The Council today adopted its position on the 8th Environmental Action Programme (EAP). The 8th EAP will serve as a guide for environmental policymaking and implementation until 2030. The adoption of the Council’s position follows a provisional agreement reached with the European Parliament in December 2021 and is the final step of the adoption procedure.

The 8th EAP aims to accelerate the green transition in a just and inclusive way, with the 2050 long-term objective of ‘Living well, within the planetary boundaries’.

The six thematic priority objectives of the 8th EAP concern: greenhouse gas emissions reductions, adaptation to climate change, a regenerative growth model, a zero-pollution ambition, protecting and restoring biodiversity, and reducing key environmental and climate impacts related to production and consumption.

The Council and the Parliament agreed on several enabling conditions for achieving the priority objectives, in particular:

– decreasing the EU’s material and consumption footprints

– strengthening environmentally positive incentives

– phasing out environmentally harmful subsidies, in particular fossil fuel subsidies.           

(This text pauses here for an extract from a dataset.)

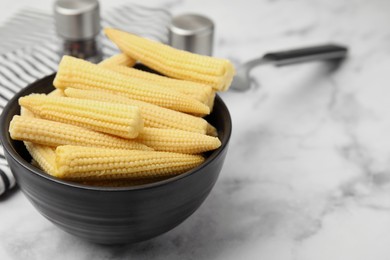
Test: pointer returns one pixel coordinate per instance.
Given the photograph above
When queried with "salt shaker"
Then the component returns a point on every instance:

The co-legislators also agreed to include in the 8th EAP a mid-term review in 2024 of the progress achieved in reaching its thematic priority objectives. Following this review, the Commission should, if appropriate, submit a legislative proposal to add an annex to the 8th EAP, which contains a list and timeline of actions for the period after 2025.

Background

Environment action programmes have steered the development of EU environment policy since the early 1970s.

The European Commission presented its proposal for a Decision of the European Parliament and the Council on a General Union Environment Action Programme to 2030 on 14 October 2020. The Council presidency and the European Parliament’s negotiators reached a provisional political agreement on the proposal on 1 December 2021.

That decision has been formally adopted. It will now be published in the Official Journal of the European Union and enter into force.